KiteFish-A1-1.5B
KiteFish-A1-1.5B is a ~1.5B parameter decoder-only transformer trained from scratch on raw arXiv LaTeX sources across mathematics, computer science, and theoretical physics.
📄 Paper: https://arxiv.org/abs/2602.17288
💻 Github: https://github.com/kitefishai/KiteFish-A1-1.5B-Math
This is a base scientific language model (not instruction-tuned).
Overview
KiteFish-A1-1.5B explores what it takes to train a domain-specialized scientific language model directly from structured LaTeX archives.
Training Scale
- ~52B pretraining tokens
- ~5B additional post-training tokens
- ~200GB processed scientific corpus
- LLaMA-compatible tokenizer (~102k vocab)
- 2× NVIDIA A100 (80GB) GPUs
- 24 experimental training runs
The focus of this project is scientific language modeling robustness, not benchmark optimization.
Model Architecture
- 24 Transformer layers
- Hidden size: 2048
- FFN size: 5504
- 16 attention heads
- Context length: 4096 (trained at 768 tokens)
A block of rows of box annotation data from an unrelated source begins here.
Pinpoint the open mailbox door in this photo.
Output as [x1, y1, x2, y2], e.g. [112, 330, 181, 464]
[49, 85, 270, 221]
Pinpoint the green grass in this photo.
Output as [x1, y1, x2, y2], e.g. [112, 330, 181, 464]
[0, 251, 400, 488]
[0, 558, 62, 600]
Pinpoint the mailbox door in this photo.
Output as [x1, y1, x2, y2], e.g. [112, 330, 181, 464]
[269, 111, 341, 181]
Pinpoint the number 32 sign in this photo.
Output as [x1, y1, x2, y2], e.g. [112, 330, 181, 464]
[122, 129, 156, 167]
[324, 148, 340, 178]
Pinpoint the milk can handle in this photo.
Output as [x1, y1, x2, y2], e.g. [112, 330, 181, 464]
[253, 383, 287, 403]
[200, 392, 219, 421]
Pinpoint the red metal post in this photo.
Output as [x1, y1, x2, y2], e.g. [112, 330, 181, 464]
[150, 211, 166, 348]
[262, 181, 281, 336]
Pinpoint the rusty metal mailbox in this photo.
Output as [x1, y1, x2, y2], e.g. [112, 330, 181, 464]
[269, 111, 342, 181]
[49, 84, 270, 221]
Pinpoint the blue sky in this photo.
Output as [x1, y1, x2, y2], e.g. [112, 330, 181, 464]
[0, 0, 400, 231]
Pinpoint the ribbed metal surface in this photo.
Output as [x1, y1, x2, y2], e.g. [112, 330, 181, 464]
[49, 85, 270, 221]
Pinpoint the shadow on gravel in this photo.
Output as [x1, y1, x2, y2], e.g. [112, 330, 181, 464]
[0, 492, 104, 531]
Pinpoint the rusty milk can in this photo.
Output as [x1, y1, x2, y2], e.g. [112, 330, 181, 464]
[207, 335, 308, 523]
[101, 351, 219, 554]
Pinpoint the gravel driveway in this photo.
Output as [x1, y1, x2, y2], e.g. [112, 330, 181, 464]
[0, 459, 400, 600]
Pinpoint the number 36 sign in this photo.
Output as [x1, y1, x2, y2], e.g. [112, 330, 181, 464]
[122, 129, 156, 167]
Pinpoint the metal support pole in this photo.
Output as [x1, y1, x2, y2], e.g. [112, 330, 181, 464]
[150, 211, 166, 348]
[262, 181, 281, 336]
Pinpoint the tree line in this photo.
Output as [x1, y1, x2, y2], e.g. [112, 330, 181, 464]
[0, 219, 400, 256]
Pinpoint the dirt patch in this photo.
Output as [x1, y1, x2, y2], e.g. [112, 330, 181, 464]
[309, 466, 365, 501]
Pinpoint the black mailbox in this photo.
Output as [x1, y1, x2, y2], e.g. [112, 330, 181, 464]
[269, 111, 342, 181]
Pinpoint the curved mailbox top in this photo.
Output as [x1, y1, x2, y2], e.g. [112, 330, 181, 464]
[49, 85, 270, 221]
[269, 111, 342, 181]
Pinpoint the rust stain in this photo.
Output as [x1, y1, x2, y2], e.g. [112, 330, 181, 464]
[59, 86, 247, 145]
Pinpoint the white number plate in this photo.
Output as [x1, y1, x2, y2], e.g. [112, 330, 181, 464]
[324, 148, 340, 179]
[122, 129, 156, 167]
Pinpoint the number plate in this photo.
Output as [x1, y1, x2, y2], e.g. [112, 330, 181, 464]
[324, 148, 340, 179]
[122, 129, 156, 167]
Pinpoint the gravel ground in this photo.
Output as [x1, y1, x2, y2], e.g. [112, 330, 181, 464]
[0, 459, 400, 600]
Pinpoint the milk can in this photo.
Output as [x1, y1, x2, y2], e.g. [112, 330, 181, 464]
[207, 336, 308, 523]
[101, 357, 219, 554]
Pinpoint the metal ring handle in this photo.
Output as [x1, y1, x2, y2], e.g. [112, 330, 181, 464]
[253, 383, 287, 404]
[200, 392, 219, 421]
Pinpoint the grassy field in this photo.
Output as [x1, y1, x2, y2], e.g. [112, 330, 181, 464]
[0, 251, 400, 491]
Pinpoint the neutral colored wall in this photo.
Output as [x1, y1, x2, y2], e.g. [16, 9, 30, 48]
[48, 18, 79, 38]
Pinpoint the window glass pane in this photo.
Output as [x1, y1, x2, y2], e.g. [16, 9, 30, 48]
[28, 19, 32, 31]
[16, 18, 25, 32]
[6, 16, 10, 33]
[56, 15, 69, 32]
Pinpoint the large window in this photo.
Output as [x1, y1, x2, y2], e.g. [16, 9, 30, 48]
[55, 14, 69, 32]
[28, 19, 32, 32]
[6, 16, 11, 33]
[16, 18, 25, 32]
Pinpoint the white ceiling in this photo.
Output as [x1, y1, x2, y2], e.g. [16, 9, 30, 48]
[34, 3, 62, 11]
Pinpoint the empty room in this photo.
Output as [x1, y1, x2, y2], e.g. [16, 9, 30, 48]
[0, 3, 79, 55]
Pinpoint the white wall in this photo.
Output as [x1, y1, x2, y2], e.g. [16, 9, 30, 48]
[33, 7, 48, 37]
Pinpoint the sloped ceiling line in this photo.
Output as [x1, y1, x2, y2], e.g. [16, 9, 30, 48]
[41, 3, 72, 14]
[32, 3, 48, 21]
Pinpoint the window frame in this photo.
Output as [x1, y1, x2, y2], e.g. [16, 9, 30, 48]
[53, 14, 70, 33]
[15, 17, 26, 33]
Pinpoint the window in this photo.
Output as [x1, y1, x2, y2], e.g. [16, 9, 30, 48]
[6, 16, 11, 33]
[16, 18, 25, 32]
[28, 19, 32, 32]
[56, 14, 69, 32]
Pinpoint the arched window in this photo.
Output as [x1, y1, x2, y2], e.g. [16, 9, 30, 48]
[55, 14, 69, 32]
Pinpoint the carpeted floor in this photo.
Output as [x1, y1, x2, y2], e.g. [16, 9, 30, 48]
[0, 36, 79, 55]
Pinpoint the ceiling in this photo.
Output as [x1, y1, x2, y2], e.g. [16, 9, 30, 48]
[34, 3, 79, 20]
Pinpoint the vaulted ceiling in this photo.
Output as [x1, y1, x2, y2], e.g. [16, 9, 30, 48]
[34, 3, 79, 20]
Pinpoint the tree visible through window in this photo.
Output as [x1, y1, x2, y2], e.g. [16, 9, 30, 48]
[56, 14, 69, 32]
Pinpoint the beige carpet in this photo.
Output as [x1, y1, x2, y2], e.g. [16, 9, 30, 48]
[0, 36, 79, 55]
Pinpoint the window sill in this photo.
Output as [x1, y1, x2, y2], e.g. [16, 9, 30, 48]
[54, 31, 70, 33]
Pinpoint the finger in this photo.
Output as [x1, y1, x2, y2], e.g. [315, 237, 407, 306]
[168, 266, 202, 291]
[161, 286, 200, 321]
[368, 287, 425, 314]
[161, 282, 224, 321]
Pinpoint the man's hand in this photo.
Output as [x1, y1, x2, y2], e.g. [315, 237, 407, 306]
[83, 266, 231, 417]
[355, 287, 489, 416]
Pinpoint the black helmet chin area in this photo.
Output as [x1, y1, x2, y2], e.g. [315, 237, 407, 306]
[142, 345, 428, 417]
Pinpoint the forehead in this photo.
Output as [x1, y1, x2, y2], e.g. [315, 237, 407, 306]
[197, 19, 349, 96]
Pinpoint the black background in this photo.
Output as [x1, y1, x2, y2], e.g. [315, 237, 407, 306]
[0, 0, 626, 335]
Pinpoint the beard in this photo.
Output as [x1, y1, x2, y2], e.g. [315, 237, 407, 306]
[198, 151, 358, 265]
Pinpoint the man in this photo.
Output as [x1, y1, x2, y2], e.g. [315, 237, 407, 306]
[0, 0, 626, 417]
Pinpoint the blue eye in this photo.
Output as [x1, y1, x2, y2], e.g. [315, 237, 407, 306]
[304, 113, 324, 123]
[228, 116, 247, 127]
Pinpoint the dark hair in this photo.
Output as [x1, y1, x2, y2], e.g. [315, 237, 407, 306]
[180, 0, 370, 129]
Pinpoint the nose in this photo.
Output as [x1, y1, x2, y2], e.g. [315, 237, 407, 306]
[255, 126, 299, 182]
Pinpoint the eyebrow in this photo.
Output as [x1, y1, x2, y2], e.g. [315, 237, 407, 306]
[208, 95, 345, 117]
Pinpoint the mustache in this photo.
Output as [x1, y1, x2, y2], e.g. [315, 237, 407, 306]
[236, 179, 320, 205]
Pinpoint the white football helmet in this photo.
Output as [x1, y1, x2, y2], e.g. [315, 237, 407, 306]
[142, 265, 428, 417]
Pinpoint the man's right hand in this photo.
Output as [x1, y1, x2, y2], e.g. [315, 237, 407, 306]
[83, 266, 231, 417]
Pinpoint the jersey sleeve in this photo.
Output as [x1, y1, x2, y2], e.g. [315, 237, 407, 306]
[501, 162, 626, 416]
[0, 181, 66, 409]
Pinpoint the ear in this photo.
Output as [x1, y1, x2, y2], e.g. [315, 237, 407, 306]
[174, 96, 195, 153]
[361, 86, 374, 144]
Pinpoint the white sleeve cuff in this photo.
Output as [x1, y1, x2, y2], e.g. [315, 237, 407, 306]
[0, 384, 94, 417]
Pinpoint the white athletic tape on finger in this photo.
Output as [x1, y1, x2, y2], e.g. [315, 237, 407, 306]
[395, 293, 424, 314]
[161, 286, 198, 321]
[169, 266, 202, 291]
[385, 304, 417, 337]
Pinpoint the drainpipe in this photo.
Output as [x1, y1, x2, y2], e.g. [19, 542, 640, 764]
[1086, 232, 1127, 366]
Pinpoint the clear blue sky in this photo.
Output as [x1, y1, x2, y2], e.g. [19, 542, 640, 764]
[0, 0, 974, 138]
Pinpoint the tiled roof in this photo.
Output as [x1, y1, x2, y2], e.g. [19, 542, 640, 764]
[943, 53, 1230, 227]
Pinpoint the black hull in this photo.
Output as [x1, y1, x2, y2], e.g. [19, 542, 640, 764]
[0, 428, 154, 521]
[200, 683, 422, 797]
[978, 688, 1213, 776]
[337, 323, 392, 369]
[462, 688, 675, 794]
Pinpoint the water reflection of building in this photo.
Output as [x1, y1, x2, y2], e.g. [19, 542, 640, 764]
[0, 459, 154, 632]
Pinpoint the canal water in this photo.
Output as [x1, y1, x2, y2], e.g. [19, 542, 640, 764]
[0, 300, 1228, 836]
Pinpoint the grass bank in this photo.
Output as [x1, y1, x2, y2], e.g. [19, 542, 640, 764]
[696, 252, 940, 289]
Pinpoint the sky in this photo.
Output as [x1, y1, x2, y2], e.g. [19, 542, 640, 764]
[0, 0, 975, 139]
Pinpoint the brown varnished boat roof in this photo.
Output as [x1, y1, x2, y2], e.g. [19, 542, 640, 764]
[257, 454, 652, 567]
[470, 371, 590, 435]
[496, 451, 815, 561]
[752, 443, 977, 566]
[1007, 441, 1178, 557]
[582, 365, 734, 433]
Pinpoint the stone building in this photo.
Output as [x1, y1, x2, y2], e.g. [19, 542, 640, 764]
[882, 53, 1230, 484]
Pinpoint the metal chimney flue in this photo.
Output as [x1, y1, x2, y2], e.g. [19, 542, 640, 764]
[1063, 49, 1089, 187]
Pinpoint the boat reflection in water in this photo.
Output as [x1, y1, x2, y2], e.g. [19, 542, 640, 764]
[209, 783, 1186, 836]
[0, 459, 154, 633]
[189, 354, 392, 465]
- Dense LLaMA-style architecture
Optimization
- AdamW
- Learning rate: 2e-4
- Warmup: 500 steps
- Weight decay: 0.1
- Gradient accumulation: 32
- bf16 mixed precision
- Gradient checkpointing enabled
Validation Perplexity: ~4.2 (held-out scientific corpus)
Intended Use
KiteFish-A1-1.5B is suitable for:
- Scientific text modeling research
- Mathematical language modeling experiments
- Pretraining initialization for domain fine-tuning
- Tokenization and symbolic modeling research
- Studying LaTeX structure modeling
It is not optimized for:
- Instruction following
- Chat-based applications
- General conversational AI
- Benchmark leaderboard performance
Performance Notes
This model was trained under moderate compute constraints and without instruction tuning or alignment stages.
Observed characteristics:
- Strong familiarity with scientific writing style
- Stable LaTeX structural modeling
- Reasonable symbolic fluency
- Limited reasoning depth
- Low downstream benchmark accuracy without fine-tuning
Performance improves significantly with supervised fine-tuning (SFT), LoRA adaptation, or domain-specific instruction tuning.
Limitations
- Not instruction-tuned
- No RLHF or preference alignment
- Trained at 768-token sequence length
- Domain restricted to selected arXiv categories
- Not optimized for reasoning benchmarks
- General NLP benchmark scores may be low
This release is intended primarily for research and experimentation.
Example Usage
from transformers import AutoTokenizer, AutoModelForCausalLM
import torch
model_id = "KiteFishAI/KiteFish-A1-1.5B-Math"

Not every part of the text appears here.